Friday, April 23, 2010

11*22*09

hollowing out
moving on
feels good to feel this empty.

she hasn't been here in a long time. she's been
away
she's been with her. and that makes her different
made. made her different.
now she's not sure who she is. an other. someone referred to in the past tense.
someone referred to less and less often, until the stories aren't relevant.

until she's gone. not even the memory remains.

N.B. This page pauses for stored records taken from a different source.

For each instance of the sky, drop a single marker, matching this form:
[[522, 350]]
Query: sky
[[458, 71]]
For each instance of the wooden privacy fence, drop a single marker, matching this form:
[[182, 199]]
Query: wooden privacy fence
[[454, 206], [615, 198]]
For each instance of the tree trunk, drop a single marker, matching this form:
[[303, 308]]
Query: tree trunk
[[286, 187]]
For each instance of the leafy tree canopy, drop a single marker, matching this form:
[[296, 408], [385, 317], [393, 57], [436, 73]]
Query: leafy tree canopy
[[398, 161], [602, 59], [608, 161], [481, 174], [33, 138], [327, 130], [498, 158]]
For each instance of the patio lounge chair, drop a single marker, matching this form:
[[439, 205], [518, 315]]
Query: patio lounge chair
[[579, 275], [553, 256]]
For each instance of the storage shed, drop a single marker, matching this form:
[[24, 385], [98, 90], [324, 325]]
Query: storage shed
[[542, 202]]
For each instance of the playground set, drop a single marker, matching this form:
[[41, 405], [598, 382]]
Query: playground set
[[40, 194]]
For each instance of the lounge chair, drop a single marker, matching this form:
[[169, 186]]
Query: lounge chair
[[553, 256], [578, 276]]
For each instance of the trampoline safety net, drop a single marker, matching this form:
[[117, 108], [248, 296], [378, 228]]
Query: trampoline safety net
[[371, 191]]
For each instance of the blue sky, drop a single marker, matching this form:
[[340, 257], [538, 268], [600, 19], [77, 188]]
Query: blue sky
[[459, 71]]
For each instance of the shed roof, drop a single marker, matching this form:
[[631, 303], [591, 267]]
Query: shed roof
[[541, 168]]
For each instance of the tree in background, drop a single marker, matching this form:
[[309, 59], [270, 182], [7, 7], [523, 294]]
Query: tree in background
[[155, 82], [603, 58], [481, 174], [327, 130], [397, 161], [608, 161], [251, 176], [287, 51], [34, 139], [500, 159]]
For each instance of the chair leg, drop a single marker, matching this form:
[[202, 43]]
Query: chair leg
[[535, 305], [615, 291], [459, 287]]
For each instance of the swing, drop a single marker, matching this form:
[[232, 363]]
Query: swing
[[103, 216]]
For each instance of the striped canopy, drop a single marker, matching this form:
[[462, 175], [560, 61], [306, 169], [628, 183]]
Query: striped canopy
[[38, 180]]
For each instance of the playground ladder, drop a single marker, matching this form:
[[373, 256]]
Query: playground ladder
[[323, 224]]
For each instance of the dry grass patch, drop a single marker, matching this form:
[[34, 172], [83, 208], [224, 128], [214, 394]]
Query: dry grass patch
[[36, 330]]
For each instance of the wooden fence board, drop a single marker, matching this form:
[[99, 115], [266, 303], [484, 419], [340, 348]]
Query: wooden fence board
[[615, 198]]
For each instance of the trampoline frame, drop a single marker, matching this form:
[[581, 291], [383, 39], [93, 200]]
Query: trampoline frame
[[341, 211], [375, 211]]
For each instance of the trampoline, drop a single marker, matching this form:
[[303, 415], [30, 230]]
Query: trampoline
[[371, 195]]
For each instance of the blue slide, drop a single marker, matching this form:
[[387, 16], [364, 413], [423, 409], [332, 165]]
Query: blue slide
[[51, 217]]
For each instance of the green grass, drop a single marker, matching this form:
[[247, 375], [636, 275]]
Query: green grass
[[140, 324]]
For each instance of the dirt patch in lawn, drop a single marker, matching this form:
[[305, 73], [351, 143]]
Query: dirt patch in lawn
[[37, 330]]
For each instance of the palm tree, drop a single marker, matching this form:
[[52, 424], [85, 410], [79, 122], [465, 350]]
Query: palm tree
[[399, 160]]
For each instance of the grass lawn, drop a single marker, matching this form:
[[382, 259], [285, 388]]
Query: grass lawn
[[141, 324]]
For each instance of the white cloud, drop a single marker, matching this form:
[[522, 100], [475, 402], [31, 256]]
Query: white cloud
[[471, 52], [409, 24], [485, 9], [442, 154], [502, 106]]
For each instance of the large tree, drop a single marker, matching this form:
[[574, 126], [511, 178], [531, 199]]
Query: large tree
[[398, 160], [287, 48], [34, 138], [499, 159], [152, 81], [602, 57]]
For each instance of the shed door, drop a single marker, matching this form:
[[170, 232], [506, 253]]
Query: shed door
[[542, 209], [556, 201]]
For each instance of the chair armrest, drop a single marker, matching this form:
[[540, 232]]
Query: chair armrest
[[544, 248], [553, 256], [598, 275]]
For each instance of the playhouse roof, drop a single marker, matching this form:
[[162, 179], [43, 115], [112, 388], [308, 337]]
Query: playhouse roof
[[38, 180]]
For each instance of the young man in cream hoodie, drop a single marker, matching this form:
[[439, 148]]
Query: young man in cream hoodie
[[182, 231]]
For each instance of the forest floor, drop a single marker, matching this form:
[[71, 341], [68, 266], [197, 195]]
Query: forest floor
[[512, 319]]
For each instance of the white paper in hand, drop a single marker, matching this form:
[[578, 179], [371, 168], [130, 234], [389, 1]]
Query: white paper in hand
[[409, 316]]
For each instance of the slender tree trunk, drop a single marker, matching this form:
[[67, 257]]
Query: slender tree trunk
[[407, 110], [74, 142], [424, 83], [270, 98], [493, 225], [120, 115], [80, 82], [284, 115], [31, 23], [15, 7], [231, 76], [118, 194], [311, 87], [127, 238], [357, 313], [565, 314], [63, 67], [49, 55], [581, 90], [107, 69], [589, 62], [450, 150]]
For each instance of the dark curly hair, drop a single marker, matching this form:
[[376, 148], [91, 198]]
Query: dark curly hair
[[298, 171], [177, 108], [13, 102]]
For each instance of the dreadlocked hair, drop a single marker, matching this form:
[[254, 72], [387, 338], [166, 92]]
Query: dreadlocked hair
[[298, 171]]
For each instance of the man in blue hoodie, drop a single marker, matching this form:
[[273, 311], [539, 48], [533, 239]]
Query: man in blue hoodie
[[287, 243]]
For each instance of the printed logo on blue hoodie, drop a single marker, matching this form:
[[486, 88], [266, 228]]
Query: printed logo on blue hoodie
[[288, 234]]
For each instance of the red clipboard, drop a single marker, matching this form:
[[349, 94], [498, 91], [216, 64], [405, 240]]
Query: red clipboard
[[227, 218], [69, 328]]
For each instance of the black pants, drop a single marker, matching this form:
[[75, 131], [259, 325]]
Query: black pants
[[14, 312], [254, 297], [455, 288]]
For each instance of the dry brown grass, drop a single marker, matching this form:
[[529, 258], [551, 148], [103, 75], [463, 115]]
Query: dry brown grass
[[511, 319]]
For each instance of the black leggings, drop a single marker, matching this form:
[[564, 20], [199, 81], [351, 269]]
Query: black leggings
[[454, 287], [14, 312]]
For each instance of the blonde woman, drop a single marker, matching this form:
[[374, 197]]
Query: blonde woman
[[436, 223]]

long ago and far away. they were sisters. she thought. she thought the wurd "friend"
didn't cover it.
wouldn't do justice to their bond.
sisters.
yes.
the sex was never that good. the physical aspect to placate. she didn't mean it.
she wanted to help her of course. of course! she knew she could open her eyes.
let her see herself the way she never had before. let her in on the secret of
self ((love)).
she loved her for who she was. then. at that point. in that time. in that life.
the sex ended and they were sisters. lovers of a different kind.
exploring. musick life ego scene thoughts ideas gods fashion lust drugs unity pain
ink eviction laughter death the other side of tomorrow. and love.

fast forward.

now stop.

where did it end? looking back she couldn't see the end. a destination wasn't clear.
no fork in the road. no u turn. no turning back.
just fog. soft fog. swirling like the stories that are no longer important. the
inside jokes
that she's now on the outside of.
the fog ascends and she's on the other side. somewhere.
she's moving on. and so it is. so it must be.

growing out of a friendship is not art. losing her sister to the
other
to the hollow part that once was

she doesn't have her anymore

but she is not alone

1 comment:

  1. I knew who this was about before I even got to the labels baby. <3 You are a damn good She.